15137607_1705795653070582_3414188748796406735_oHallo ihr Lieben,

heute darf ich euch an Tag 2 der “Mirelle und ihre Freunde” Blogtour begrüßen. Mein Bücherparadies hat euch gestern das Buch vorgestellt und ich möchte euch heute etwas zum pädagogischem Hintergrund erzählen. 

 


Der Pädagogische Hintergrund

 

Ich habe “Mirelle und ihre Freunde auf der Suche nach dem Wunschkraut” mit meinem 5-Jährigen Sohn gelesen. Ich muss aber anmerken, dass mein Kleiner nicht sehr geduldig ist und trotzdem hat es das Buch geschafft ihn zu fesseln.

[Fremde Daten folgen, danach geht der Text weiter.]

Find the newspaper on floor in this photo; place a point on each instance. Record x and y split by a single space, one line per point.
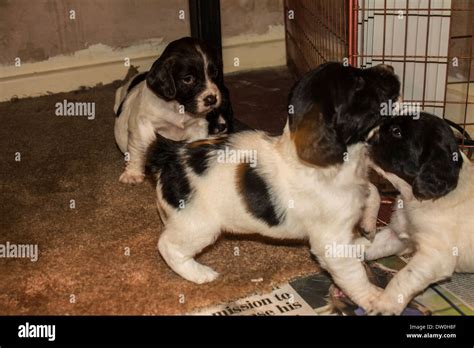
317 295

Mein schnell genervtes Kind saß mit Begeisterung bei mir und wollte unbedingt wissen was weiter passiert und war enttäuscht wenn ich einen Break machte. So haben wir 3 Tage gebraucht bis wir das Buch durch hatten und am Ende habe ich mit ihm über das Buch gesprochen. Direkt erzählte er mir, dass er es nicht schlimm findet, dass Trampi und Fabrizio anders sind als Mirelle. Auch er hat Freunde die sind anders. Ob der einer eine Brille trägt oder etwas nicht so gut kann, findet er nicht schlimm, er kann ja helfen, wenn er es kann. Ich glaube diese Botschaft ist angekommen.

 

Ich finde den pädagogischen Hintergrund sehr gelungen. Gerade jetzt, in der Zeit in der es viele Immigranten gibt und die Bevölkerung zwiespaltig ist, finde ich es umso wichtiger den Kindern beizubringen, dass jeder auf seine Weise etwas gut kann und akzeptiert werden möchte. Ob es, wie Mirelle, der Französin, um das Selbstbild geht, bei Trampi um seine Beeinträchtigung, oder bei Fabrizio, dem Italiener, um seine Größe, wenn man zusammenhält kann man alles schaffen – auch ein Wunschkraut finden.

 

“Egal welche Makel wir haben, egal von welcher Kultur wir abstammen – wir sind gut so, wie wir sind!
Nur gemeinsam sind wir stark und können viel bewirken!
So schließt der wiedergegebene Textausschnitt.